I have come across an interesting twist in the contract cheating industry, Ghost Grading: Part 1 – A New Twist on Contract Cheating. I hope I do not steal any of Dr Sarah Elaine Eaton’s thunder, especially as she still has Part 2 of her investigations to come, but the story is of interest.
It seems that teaching assistants and other instructors in North America (maybe elsewhere too?) are being targeted to outsource their grading duties. The contract grading company gets paid by the TA at a rate lower than the TA receives from their institution, so the TA has money-in-hand without doing the work and also, as Eaton puts it, is “gaining back time to work on other, more interesting projects.”

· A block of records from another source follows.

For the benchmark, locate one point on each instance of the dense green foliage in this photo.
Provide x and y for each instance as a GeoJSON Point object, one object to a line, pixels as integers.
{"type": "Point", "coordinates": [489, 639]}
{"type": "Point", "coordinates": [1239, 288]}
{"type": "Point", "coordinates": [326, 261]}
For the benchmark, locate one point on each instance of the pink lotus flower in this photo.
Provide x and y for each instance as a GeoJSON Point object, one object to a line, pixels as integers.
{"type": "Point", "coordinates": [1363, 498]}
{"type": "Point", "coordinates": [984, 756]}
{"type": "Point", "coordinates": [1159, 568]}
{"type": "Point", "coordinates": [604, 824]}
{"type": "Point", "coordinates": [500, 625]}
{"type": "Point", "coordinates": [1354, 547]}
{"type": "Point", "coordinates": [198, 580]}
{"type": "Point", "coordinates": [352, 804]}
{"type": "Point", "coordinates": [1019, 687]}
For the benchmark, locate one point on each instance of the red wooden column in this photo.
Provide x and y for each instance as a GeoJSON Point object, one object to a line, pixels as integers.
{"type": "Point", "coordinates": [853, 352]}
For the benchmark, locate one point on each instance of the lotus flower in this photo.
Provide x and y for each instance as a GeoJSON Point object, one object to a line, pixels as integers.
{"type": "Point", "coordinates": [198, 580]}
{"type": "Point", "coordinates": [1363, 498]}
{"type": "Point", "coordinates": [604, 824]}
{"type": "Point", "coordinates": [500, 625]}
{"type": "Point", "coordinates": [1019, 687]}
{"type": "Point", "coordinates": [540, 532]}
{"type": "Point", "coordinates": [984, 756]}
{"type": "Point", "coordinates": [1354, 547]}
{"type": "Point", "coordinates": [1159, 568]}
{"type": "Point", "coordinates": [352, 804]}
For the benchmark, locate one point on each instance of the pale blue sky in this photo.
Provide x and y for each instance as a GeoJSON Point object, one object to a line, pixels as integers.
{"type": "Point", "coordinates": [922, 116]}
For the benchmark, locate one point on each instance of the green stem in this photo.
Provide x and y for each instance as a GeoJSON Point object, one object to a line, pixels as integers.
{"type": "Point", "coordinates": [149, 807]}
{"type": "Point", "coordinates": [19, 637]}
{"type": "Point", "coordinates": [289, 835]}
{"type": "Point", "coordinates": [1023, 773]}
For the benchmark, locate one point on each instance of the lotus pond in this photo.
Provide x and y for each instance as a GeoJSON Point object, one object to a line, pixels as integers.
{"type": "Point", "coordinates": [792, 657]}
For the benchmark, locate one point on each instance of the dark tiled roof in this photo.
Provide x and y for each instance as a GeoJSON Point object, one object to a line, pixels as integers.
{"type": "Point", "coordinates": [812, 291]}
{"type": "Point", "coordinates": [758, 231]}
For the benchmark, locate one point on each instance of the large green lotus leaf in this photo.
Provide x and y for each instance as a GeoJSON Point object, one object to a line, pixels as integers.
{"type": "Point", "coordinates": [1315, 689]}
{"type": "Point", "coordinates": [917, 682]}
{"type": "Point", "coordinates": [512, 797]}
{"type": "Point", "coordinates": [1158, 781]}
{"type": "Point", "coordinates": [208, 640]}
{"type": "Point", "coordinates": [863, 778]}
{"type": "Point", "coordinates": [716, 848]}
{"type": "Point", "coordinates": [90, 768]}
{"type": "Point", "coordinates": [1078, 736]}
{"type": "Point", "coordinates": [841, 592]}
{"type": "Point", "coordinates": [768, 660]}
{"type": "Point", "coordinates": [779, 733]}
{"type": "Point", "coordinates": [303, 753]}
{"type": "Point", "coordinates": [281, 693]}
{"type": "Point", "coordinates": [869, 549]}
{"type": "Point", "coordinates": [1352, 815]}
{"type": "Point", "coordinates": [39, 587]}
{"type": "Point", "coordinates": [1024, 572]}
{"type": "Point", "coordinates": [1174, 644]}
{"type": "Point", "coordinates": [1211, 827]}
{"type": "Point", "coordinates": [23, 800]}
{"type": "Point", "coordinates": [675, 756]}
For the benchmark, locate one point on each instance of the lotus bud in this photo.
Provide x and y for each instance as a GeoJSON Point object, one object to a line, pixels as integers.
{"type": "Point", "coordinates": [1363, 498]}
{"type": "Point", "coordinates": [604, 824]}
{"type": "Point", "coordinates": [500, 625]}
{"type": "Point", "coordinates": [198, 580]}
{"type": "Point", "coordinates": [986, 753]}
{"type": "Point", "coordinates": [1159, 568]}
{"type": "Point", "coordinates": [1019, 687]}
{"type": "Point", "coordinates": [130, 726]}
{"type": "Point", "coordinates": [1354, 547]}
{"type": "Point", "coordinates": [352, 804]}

It is a win-win situation. Or is it?
My first thoughts considered the irony of the practice, especially with regard to the whole contract cheating industry.
Students can pay to have their work written by a contract essay company and their work might then be marked by a contract marking company. Nice thought: what if the contract marker gives a poor grade to the contract written essay? Could there be cases where the same company which sells the essay to the student then goes on to mark it? Hmmm. Would they (do they) have safeguards to make sure they mark the essay as promised by the sales side of the company, regardless of its quality?
Taken to an extreme, this could put universities and schools out of business altogether. There would be no need for teachers and instructors and no need for students either. Fake universities could offer fake qualifications to fake students who buy their essays from fake firms who mark the fake essays and give fake marks so they can gain fake qualifications.
Meanwhile, having some other body/s take over high-stakes assessment might just leave schools and colleges able to focus on their core purpose: education and learning?
Fantasy and irony aside, there are more serious considerations here.
WIIFT – What’s In It For Them?
It is not a win-win situation.
The instructor earns less money (the amount paid out to the company providing the “service”) – but does gain time for other projects and activities, academic or otherwise. Presumably the time gained is worth it. Eaton suggests that some approaches to instructors give the impression that the educational institution approves of the arrangement, which of course they do not. Instructors and TAs who sign up could lose trust and ultimately their jobs. They will not gain experience in marking, they will not get to know the students and their abilities and capabilities, they will not gain awareness of misunderstandings and gaps in comprehension – feedback on the teaching. They might gain a little, they will lose a lot.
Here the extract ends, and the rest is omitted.